I tried nursing my older daughter. Really, I did. But after she refused to breastfeed for eight straight hours the day we first brought her home, my sister snapped me out of my self-pity party for failing to succeed at nursing and pleaded with me over the phone to make sure she ate something, so I begrudgingly gave her some of the formula that was in the gift bag I took home from the hospital. If New York City Mayor Michael Bloomberg had been around, my sweet, hungry little baby would have gone hungry even longer because it was late at night when we realized we needed that formula, and no stores in a 40-mile radius were open.
Starting Sept. 3, New York City hospitals will become the most restrictive in the country in terms of how un-freely they will dispense baby formula to new moms after giving birth, according to the New York Post.
City officials will keep track of the number of bottles that select hospitals have and use, and all but 13 of the city’s hospitals will also forgo so-called swag bags from formula companies and will document “a medical reason for every bottle that a newborn receives.”

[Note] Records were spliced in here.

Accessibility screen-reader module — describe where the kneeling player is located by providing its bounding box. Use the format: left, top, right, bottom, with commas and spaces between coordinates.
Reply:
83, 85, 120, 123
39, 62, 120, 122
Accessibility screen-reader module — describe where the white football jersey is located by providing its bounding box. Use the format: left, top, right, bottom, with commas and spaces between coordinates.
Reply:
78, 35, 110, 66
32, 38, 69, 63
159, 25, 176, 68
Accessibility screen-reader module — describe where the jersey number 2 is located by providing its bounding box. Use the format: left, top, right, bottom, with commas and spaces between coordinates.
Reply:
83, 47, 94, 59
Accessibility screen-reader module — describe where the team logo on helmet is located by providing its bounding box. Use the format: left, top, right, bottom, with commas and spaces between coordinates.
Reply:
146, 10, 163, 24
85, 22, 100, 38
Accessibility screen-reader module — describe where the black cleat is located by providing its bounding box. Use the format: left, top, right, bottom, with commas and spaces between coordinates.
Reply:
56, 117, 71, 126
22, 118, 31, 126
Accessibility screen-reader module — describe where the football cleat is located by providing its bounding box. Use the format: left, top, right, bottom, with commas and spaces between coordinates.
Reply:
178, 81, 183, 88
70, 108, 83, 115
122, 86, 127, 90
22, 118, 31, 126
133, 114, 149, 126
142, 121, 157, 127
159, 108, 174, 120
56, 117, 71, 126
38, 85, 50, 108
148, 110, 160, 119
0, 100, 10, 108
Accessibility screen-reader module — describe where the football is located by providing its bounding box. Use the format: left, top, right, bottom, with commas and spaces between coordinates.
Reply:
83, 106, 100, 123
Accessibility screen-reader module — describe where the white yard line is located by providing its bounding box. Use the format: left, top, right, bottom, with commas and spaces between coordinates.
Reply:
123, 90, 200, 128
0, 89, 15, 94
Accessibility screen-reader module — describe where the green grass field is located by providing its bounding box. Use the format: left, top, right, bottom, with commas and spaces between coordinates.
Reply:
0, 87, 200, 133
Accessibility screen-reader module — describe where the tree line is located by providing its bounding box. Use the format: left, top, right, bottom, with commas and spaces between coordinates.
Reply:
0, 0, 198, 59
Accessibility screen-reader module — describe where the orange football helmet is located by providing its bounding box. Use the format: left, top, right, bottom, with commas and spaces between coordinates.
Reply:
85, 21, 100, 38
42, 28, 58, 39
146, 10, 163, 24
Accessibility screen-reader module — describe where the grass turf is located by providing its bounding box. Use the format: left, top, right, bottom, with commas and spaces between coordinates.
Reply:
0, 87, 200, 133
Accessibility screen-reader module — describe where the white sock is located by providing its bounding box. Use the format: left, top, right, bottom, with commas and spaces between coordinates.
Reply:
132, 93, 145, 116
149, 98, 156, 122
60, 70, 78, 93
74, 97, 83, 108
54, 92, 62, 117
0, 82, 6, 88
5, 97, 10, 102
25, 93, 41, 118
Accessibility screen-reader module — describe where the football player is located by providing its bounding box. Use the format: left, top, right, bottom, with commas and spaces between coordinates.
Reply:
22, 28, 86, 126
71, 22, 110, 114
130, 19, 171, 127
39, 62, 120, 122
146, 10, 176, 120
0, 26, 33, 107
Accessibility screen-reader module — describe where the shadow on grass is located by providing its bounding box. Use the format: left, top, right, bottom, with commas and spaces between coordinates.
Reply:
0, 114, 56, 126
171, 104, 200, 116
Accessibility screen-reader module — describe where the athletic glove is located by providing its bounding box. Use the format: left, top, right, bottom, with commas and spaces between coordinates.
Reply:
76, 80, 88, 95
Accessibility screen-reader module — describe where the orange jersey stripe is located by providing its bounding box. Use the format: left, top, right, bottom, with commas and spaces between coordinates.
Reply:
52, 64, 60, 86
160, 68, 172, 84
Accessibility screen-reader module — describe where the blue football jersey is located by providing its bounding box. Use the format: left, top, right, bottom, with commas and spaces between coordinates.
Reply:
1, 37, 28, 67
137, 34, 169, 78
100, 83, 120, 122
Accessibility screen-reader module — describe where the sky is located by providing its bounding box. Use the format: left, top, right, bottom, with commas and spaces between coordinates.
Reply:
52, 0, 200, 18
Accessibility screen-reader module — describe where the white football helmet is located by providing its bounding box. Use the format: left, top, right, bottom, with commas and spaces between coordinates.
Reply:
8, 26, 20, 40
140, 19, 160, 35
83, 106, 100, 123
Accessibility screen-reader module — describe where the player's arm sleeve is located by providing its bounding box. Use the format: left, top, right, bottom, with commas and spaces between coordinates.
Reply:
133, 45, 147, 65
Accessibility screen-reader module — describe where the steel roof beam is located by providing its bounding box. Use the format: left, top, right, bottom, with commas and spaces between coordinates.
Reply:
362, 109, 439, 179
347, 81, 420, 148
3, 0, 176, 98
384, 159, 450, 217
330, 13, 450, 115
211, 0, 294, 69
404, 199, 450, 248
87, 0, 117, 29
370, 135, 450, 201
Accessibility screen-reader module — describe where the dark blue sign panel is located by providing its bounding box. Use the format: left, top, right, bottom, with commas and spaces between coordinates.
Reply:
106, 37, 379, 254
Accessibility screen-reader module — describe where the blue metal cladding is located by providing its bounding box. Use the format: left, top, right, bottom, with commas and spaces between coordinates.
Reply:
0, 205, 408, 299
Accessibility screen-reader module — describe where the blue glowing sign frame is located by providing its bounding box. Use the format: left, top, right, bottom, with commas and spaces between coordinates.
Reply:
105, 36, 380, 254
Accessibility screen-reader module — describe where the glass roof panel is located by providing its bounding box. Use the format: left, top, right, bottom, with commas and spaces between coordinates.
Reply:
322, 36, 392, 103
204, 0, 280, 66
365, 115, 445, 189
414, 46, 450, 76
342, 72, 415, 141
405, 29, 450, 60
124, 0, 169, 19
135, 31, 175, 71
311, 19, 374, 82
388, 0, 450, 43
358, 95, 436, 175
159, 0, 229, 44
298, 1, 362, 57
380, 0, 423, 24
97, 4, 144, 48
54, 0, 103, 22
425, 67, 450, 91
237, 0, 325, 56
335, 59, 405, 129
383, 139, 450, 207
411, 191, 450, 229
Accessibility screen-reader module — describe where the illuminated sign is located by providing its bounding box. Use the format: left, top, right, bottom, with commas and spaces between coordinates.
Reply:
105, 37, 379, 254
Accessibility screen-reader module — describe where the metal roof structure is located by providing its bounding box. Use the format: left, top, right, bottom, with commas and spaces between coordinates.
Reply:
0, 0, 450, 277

The move has been branded Latch on NYC and while new moms won’t be denied formula outright, it will be stored in “out-of-the-way secure storerooms or in locked boxes like those used to dispense and track medications” and moms who ask for formula will be told why the breast is a better choice.
Which, of course, it is. But that doesn’t mean that it’s still always what every women can or wants to do.
Baby formula isn’t pain medication. It’s the only nourishment some babies will know in the first few months of life because babies can’t latch onto the breast, or their moms can’t or don’t want to breastfeed. While the World Health Organization recommends women breastfeed their babies for the first six months of life, and the benefits of nursing to both mom and baby are common knowledge to many moms, most babies who receive formula still do just fine, too. My older daughter is living, breathing, healthy-as-a-horse proof of that.
Surely it can’t be too hard for Mayor Bloomberg to understand that some babies simply cannot latch on, or their moms have issues with their milk supply or problems with their nipples.
But perhaps it is beyond his scope of understanding from high up on his throne of a billionaire’s life of extraordinary privilege that some moms can’t breastfeed because they have to go back to work and simply can’t pump while there to the extent that it will be their baby’s sole source of food.
And how about the women who simply don’t want to breastfeed? Is that really his business? Is this the same kind of issue as large portions of soda, which have also been banned by Mayor Bloomberg in New York City, or isn’t it really way more personal and invasive?
Isn’t this kind of like the anti-choice movement forcing women to undergo an ultrasound and hear all about their other options when they go in for an abortion? Like the women who are aware there is a fetus in their bellies and yet still choose to terminate the pregnancy, most women know the upside of breastfeeding, but that doesn’t make it any easier on their lifestyle, schedules, babies or nipples.
Will shaming new mothers into shunning baby formula by complicating the process of dispensing it really encourage breastfeeding, or will it simply make the process that much more traumatic, shameful and difficult for moms who want and need to nourish their babies in some other way?
Do you think the government needs to stay out of our bras?